One solution to solve this problem would be to use SignalR.
You can follow this SO answer to get the microphone input and also a very nice explanation of how to handle microphone input with websockets.
The following is only sudo code to explain the concept!
It is also greatly simplified, because I don't know, for example, whether Google's API can handle the fact that you always send it only fragments of speech input, etc. And as I said the code gives only a rough overview of the basic process and has no logic if the server is offline etc.
But inside of the function process_microphone_buffer(event)

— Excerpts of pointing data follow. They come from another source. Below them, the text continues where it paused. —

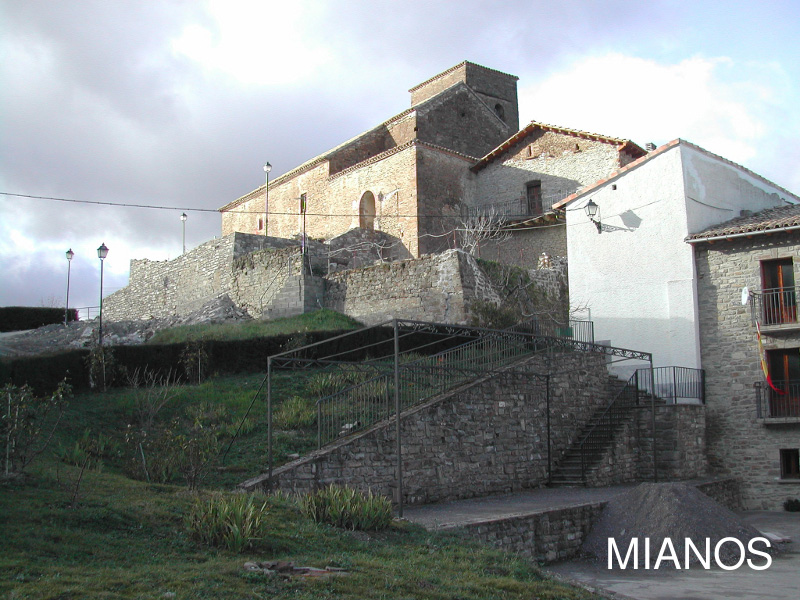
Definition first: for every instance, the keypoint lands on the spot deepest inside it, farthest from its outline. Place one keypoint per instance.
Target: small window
(790, 463)
(778, 293)
(533, 197)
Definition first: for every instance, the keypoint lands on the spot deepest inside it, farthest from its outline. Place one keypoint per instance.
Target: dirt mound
(669, 510)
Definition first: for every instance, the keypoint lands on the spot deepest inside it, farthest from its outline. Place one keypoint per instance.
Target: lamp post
(183, 220)
(70, 254)
(102, 252)
(267, 169)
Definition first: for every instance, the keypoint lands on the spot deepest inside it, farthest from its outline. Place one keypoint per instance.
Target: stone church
(414, 180)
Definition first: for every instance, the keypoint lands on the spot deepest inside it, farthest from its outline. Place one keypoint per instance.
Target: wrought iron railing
(595, 442)
(518, 208)
(772, 404)
(776, 306)
(371, 400)
(674, 385)
(582, 331)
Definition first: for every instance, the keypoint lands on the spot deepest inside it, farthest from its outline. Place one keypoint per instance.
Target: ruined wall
(244, 267)
(739, 443)
(486, 437)
(428, 289)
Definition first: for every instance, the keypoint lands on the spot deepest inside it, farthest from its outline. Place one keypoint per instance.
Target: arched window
(366, 211)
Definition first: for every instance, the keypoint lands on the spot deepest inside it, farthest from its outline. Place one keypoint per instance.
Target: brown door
(784, 369)
(777, 282)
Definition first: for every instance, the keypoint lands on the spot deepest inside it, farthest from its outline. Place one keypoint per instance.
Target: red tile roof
(763, 222)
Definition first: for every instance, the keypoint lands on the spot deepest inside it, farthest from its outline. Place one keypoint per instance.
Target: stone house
(753, 429)
(457, 152)
(652, 271)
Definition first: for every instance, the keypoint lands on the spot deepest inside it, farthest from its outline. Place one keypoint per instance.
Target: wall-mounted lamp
(591, 212)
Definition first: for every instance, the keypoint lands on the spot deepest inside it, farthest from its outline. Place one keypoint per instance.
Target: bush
(348, 508)
(27, 424)
(19, 318)
(235, 522)
(295, 413)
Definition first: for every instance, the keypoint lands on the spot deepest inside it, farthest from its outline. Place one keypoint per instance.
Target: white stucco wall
(637, 278)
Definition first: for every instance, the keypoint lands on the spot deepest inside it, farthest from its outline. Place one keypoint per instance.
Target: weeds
(234, 522)
(348, 508)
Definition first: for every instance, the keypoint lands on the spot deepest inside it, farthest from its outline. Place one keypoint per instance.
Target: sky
(180, 103)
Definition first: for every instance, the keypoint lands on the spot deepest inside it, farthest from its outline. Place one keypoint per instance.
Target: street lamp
(267, 169)
(183, 220)
(70, 254)
(102, 252)
(591, 212)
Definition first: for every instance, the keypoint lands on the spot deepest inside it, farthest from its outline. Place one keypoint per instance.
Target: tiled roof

function you can call SignalR.
So the function would something like
function process_microphone_buffer(event) {
// you should handle this as a singelton
const connection = new signalR.HubConnectionBuilder().withUrl("/speechToTextHub ").build();
const microphone_output_buffer = event.inputBuffer.getChannelData(0);
connection.invoke("SendMicrophoneBuffer", microphone_output_buffer).catch(function (err) {
return console.error(err.toString());
});
}
And on your Server you implement a corresponding hub:
using Microsoft.AspNetCore.SignalR;
using System.Threading.Tasks;
namespace SignalRChat.Hubs
{
public class SpeechToTextHub : Hub
{
public async Task SendMicrophoneBuffer(byte[] buffer)
{
var googleApi = new GoogleApi();
var speechToTextResult = await googleApi.GetTextFromSpeechAsync(buffer);
Context.Clients.Client(Context.ConnectionId).SendAsync("SpeechToTextResult", speechToTextResult);
}
}
}
And on your client you have something like this
connection.on("SpeechToTextResult", function (textResult) {
console.log(textResult);
});
If the answer is too general for Stackoverflow, I can also remove it.
If there are still open questions, I can extend my answer accordingly.